THE DECISION IS IN: More on the Supreme Court Striking Down Bump Stock Ban

by Vern Evans
Photo Courtesy of Fred Schilling, Collection of the Supreme Court of the United States

In another giant blow to gross executive overreach, the U.S. Supreme court earlier this morning struck down the bump stock ban instituted by the Department of Justice under the Trump Administration.

The vote on the matter was 6-to-3 in determining that the federal government was wrong to classify bump stocks as “machine guns.”

In his opinion for the majority, Justice Clarence Thomas wrote what most people who understand and are familiar with firearms have been thinking all along.

“Semi-automatic firearms, which require shooters to reengage the trigger for every shot, are not machine guns,” Justice Thomas wrote. “This case asks whether a bump stock—an accessory for a semi-automatic rifle that allows the shooter to rapidly reengage the trigger (and therefore achieve a high rate of fire)—converts the rifle into a ‘machine gun.’ We hold that it does not.

“A bump stock does not convert a semi-automatic rifle into a machine gun any more than a shooter with a lightning-fast trigger finger does.”

Thomas further wrote: “We hold that a semi-automatic rifle equipped with a bump stock is not a ‘machine gun’ because it cannot fire more than one shot ‘by a single function of the trigger.’ And, even if it could, it would not do so ‘automatically. ATF therefore exceeded its statutory authority by issuing a Rule that classifies bump stocks as machineguns.”

The case, Garland v. Cargill, revolved around the bump stock ban instituted by the DOJ and ATF after a horrible mass murder in Las Vegas in 2017. While instituted by the Trump Administration, the Biden Administration has been defending the ban in court.

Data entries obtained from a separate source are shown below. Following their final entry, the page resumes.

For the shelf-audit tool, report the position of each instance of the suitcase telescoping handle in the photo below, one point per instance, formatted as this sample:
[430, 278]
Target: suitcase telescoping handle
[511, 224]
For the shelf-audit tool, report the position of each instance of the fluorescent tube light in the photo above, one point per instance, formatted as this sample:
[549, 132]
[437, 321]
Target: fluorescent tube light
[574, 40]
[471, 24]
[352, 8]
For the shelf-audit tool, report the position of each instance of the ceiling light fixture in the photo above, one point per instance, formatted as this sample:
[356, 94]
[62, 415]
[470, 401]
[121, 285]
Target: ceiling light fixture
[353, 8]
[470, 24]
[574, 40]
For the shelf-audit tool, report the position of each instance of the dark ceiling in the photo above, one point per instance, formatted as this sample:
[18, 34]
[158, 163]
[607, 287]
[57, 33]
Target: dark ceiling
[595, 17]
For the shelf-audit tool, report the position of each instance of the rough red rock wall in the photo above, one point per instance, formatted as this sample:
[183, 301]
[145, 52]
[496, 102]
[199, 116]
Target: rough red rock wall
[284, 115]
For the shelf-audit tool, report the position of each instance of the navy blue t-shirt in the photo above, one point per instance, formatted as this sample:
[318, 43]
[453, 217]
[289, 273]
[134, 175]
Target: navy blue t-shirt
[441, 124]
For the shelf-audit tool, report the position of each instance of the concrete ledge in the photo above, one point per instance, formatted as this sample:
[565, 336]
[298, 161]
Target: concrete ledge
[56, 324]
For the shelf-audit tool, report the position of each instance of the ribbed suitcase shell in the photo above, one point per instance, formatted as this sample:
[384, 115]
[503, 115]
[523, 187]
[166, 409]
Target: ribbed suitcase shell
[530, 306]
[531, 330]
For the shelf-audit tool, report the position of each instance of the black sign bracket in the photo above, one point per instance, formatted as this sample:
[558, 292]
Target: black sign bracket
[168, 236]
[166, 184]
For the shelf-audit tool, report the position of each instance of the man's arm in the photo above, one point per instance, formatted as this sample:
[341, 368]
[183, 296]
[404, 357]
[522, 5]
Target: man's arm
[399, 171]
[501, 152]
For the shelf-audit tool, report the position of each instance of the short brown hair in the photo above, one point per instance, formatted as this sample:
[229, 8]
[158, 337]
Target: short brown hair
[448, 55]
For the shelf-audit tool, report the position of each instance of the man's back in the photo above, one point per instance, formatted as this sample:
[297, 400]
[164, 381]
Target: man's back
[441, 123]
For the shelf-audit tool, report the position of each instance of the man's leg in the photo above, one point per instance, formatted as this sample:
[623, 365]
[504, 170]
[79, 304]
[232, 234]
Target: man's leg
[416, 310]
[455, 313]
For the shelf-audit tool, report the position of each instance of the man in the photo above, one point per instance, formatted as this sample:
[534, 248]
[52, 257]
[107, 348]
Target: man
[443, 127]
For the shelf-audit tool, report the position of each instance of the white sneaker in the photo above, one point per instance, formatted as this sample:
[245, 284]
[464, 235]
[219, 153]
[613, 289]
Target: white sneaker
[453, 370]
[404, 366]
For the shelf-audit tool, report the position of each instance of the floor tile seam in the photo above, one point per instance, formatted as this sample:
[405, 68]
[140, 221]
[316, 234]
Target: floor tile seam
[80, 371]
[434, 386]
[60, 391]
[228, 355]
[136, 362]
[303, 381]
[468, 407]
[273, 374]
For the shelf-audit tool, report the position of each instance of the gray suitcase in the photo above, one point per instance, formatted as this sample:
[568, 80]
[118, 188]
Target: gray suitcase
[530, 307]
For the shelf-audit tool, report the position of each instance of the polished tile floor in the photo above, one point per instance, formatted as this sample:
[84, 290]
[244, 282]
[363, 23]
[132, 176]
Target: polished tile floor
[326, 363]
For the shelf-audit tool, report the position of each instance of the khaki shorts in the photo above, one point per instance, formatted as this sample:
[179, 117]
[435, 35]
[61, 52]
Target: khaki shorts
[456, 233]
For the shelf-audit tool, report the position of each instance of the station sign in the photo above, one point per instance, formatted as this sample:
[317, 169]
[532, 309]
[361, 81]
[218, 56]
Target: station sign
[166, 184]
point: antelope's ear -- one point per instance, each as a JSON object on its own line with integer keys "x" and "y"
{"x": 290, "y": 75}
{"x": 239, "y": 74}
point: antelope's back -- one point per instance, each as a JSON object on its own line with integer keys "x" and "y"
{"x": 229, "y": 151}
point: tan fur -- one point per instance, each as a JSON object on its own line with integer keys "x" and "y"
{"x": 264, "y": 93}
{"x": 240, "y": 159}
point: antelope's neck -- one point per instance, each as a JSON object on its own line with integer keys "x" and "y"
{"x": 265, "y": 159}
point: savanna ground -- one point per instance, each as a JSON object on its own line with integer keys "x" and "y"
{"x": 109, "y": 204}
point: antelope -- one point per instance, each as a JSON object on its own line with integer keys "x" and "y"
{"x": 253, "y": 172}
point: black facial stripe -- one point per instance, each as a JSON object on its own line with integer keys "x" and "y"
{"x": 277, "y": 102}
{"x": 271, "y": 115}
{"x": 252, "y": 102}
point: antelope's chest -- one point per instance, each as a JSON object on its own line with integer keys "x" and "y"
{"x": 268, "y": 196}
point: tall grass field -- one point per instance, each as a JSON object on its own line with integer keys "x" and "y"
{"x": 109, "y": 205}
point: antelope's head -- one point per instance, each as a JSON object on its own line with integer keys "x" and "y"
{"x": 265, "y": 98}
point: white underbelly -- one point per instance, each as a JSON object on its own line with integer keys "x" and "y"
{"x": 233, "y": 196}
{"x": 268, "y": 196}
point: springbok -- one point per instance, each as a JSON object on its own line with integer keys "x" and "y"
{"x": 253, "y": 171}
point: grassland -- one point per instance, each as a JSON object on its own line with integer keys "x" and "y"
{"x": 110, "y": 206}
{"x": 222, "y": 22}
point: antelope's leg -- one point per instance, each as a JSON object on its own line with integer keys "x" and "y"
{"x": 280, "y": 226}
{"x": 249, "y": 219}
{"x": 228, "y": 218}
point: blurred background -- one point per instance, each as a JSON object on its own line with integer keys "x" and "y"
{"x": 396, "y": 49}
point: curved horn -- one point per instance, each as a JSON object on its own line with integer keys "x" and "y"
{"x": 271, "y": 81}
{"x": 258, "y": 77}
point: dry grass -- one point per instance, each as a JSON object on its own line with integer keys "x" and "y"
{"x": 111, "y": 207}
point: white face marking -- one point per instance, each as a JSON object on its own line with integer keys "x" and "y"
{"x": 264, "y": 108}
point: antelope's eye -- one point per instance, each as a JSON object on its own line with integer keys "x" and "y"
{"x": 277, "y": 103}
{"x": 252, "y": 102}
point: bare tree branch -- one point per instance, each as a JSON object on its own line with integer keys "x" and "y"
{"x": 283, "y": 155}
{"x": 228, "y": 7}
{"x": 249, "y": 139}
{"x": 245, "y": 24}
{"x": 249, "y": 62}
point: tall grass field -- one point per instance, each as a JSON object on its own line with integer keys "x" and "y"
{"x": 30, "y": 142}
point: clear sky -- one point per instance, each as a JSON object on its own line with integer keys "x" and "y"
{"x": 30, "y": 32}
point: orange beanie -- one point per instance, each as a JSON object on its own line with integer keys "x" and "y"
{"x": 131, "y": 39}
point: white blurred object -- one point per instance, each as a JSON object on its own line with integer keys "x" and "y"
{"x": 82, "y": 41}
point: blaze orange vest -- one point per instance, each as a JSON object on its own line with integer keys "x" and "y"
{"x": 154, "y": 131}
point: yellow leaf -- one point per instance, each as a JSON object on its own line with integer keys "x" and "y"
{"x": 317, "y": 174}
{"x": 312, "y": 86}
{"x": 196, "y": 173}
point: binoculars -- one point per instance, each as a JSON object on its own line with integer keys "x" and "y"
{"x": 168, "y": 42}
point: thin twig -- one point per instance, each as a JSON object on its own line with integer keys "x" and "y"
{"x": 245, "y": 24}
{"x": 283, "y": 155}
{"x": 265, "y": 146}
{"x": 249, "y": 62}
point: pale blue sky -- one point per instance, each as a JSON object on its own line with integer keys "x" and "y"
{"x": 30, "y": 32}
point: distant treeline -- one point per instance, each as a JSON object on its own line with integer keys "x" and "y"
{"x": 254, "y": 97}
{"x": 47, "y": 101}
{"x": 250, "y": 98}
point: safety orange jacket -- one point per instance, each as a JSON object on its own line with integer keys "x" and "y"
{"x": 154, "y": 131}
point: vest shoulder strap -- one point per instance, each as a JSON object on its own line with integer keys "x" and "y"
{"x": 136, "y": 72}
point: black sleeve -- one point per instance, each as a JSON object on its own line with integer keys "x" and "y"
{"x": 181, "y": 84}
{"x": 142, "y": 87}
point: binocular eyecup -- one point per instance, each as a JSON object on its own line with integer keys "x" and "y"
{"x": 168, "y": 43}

Writing for the liberal minority, Justice Sonia Sotomayor criticized the majority justices for a decision that she said would lead to “deadly consequences.”

“When I see a bird that walks like a duck, swims like a duck, and quacks like a duck, I call that bird a duck,” Justice Sotomayor wrote. “A bump-stock-equipped semi-automatic rifle fires ‘automatically more than one shot, without manual reloading, by a single function of the trigger.’ Because I, like Congress, call that a machine gun, I respectfully dissent.”

Justice Sotomayor was joined on the minority by Justices Elena Kagan and Ketanji Brown Jackson. Along with Justice Thomas, other justices voting with the majority included John Roberts, Samuel Alito, Neil Gorsuch, Brett Kavanaugh and Amy Coney Barrett.